而且他所修炼的筑剑之诀虽能铸成无上之剑,超越凡兵,可他的剑道却太过简陋粗鄙,所会之法还大多是钟叔在西岚所教基础剑诀,于天元宗的剑道奥诀没教过他一点,只是让他自己琢磨。可是超凡剑道奥秘岂是说能领悟自创就能领悟自创的?这不仅需要极高的天赋和机缘,更需要博采众长的剑道理念才领悟出独属于自己的剑道。
而以如今的年岁和修为,那老家伙让他自行领悟,不是为难他吗?
好在筑剑诀的神妙,才让他一次又一次的闯过了生死关头。
可实力始终是实力,哪怕筑剑诀在如何的神妙,他现在也不过是刚刚练成第一层,距离登峰造极之境依旧还有很长的路要走,在绝对的实力面前,依旧不是他现在能够抗衡的。

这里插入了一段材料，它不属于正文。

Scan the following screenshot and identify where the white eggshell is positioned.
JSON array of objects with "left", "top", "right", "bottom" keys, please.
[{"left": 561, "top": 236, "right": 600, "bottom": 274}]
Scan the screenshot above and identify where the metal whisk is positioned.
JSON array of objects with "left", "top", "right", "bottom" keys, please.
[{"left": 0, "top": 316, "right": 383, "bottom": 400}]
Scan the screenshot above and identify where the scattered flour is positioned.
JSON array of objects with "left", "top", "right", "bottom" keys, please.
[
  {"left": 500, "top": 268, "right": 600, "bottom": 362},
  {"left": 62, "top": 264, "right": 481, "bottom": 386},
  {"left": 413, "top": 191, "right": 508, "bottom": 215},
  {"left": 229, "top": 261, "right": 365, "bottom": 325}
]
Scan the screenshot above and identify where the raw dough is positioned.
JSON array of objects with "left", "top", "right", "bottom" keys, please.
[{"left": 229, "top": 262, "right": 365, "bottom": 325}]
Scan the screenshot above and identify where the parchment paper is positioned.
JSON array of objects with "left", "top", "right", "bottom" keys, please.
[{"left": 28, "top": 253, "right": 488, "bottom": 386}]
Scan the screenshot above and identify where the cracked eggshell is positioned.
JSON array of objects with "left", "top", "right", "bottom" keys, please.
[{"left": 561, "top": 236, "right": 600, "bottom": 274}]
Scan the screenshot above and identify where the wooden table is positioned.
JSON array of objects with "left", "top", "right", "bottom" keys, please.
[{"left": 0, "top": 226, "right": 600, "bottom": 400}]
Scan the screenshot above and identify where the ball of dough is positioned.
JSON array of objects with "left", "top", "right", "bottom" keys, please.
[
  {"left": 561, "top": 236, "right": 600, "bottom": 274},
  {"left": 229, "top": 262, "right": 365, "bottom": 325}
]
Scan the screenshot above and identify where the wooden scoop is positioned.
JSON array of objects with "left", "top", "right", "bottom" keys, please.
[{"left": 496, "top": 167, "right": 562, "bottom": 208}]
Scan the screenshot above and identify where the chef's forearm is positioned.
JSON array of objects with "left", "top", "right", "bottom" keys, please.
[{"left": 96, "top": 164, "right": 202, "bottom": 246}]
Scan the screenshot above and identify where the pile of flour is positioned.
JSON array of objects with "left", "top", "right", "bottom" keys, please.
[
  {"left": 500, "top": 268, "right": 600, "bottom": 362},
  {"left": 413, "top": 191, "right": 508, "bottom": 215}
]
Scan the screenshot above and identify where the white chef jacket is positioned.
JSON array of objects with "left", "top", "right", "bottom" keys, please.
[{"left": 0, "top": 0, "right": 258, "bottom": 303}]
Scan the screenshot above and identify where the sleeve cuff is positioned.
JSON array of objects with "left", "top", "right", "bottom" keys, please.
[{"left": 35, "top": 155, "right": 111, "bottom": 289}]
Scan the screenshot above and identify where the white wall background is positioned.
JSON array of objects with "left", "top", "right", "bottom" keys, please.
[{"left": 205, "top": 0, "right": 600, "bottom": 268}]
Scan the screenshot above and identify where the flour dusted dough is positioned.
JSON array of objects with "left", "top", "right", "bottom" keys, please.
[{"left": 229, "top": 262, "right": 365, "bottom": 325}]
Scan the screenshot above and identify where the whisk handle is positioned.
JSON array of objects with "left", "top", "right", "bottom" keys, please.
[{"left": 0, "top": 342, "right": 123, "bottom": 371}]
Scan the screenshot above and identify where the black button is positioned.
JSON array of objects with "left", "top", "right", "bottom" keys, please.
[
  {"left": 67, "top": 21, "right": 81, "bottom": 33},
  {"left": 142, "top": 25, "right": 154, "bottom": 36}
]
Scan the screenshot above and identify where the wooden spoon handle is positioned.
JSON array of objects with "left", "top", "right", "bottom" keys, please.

半跪在地上他盯着满脸讥笑的南宫治,眼中闪现着强烈的不甘和恨意,运起全身残存的灵力准备寻找机会做最后的困死之斗。
南宫治也没出声,也不急,只是那样面带讥笑的看着谷延翊,看他现在还能翻起什么大浪来。
谷延翊双手支撑着寒影剑使自己一步步的站起来,努力使自己平静下来。尽管在来帝都之前都就已预料到局面的险恶,可没想到会面临如此的绝境。
他机灵的性子中本就倔强之色,不是会轻易改变主意的人,哪怕如今面临绝境,依旧要放手一搏。他血红的双眼中闪现着强烈的战欲,一边调匀呼吸,争取将自己的状态调整到最佳,一边等待着合适的时机施展出致命一击。
没有人出声,场面静的出奇。
忽然,只见静得出奇的场面之中突然灵气暴走,无数的凝气疯狂聚集,一把又一把晶莹剔透的透明长剑在南宫治身前数尺之地凝聚而生,带着破空的尖啸之音向着南宫治攻过去的攻势同时,谷延翊手中散着无尽冰寒之气的寒影剑也向南宫治攻了过去。